The X-Robots-Tag is a directive used in the HTTP header of a webpage to control how search engines like Google crawl and index certain content on your site. It works similarly to the meta robots tag, but the key difference is that it can be applied at the server level and to non-HTML files like PDFs, images, and videos. This makes it a flexible tool for managing what content search engines should or shouldn’t index, beyond just web pages.

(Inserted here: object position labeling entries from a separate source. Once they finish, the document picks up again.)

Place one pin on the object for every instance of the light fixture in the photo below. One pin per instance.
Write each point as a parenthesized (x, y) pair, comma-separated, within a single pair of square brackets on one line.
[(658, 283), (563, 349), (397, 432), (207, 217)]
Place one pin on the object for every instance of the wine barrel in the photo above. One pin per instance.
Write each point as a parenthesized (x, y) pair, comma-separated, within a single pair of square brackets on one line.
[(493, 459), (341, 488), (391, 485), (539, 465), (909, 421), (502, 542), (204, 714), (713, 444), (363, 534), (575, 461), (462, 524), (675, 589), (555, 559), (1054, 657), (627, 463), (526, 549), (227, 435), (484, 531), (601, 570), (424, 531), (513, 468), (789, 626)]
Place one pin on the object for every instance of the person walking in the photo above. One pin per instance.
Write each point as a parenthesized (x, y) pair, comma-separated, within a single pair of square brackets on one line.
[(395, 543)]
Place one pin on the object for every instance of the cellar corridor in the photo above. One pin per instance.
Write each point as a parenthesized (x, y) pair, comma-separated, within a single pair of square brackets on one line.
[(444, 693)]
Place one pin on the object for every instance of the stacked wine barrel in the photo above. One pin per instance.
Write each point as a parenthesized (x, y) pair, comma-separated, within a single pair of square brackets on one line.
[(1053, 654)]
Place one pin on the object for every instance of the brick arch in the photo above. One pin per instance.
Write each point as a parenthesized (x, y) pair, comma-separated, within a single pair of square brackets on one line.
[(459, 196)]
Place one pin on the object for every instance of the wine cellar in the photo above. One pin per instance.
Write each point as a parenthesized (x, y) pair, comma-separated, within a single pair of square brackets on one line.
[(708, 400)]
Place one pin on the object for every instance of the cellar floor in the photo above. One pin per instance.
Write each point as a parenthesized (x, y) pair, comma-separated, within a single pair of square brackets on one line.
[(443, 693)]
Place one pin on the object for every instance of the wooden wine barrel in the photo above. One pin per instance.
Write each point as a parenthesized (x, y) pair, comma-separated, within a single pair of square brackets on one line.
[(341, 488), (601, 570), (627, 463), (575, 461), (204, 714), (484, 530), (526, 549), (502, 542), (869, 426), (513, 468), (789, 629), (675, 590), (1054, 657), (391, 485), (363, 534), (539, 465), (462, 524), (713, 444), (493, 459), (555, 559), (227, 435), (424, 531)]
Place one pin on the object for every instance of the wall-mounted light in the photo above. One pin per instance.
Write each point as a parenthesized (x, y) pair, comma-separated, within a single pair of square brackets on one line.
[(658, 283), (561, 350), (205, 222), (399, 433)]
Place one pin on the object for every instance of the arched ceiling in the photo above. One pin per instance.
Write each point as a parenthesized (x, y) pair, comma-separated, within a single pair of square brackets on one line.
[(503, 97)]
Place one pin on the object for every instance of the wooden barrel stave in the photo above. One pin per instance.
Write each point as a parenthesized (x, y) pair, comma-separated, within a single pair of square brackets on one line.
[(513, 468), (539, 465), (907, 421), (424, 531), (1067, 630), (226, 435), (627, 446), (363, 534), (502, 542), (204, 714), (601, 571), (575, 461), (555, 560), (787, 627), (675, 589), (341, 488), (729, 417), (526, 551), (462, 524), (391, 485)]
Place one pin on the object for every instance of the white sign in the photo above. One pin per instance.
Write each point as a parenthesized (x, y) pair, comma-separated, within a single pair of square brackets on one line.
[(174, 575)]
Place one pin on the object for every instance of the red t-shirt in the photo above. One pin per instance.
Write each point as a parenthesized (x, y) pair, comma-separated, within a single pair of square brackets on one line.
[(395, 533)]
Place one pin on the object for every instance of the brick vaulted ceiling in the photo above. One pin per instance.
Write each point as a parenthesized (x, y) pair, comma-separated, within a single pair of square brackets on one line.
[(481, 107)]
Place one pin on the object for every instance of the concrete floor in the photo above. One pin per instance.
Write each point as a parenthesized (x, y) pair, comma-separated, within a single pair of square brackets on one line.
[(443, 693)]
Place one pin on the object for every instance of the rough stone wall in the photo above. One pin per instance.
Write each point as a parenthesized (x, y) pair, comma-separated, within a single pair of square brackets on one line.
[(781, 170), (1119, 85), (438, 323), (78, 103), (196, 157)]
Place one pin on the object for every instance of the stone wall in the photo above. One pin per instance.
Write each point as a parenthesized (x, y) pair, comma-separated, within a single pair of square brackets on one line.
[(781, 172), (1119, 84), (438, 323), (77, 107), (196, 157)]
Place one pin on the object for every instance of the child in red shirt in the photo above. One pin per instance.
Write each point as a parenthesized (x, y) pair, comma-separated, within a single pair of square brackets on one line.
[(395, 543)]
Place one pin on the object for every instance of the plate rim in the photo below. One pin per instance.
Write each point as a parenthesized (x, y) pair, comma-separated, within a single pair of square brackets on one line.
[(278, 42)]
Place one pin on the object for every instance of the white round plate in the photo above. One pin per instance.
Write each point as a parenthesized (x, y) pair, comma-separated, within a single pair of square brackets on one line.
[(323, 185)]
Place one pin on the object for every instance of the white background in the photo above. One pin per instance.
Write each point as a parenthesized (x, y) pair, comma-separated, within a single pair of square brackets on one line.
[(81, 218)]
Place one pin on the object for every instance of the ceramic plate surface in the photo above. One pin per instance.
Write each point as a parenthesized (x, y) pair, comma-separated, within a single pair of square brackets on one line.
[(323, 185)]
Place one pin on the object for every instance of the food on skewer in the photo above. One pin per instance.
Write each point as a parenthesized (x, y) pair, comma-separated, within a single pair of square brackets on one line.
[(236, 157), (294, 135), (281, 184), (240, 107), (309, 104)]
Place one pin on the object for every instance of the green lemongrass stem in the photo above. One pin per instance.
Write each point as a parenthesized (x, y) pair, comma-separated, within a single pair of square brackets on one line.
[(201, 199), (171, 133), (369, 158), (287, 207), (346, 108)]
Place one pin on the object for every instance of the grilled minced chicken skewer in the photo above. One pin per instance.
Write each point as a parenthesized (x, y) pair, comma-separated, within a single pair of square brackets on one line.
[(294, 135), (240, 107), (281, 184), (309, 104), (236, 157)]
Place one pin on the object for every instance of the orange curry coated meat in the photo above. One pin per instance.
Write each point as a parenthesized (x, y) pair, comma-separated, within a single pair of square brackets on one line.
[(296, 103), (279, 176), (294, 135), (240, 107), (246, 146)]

Key Uses of the X-Robots-Tag

  1. Crawling Control for Non-HTML Files: Unlike meta robots tags, which are typically used on HTML pages, the X-Robots-Tag is useful for controlling how non-HTML files such as images, videos, and PDFs are indexed by search engines.
  2. Site-Wide Directives: You can apply the X-Robots-Tag globally to cover many files at once (like an entire folder of documents), without needing to adjust each individual page or file. This is particularly helpful if you want to manage crawling or indexing directives across large sections of your site.
  3. Custom Directives: You can combine multiple instructions in the X-Robots-Tag, such as noindex (preventing a page or file from being listed in search results) or nofollow (preventing links from passing authority). This gives you more granular control than the standard robots.txt file.

When to Use the X-Robots-Tag

  • Non-HTML files: If you want to block or control the indexing of file types like PDFs, images, or videos, using the X-Robots-Tag in the HTTP header is an efficient option.
  • Page-specific control: For example, you can block internal search pages or privacy policies from showing up in search results if they aren’t important for users.
  • Greater flexibility: The X-Robots-Tag allows you to apply directives across a larger scale, making it a powerful tool for webmasters who need more flexibility in managing how search engines interact with their site.

Real-World Example

Let’s say you want to prevent PDFs on your site from being indexed by search engines. You can add the following X-Robots-Tag directive in your server configuration:

<Files ~ ".pdf$">
  Header set X-Robots-Tag "noindex, nofollow"
</Files>

This ensures that all PDF files are not indexed or followed by search engines.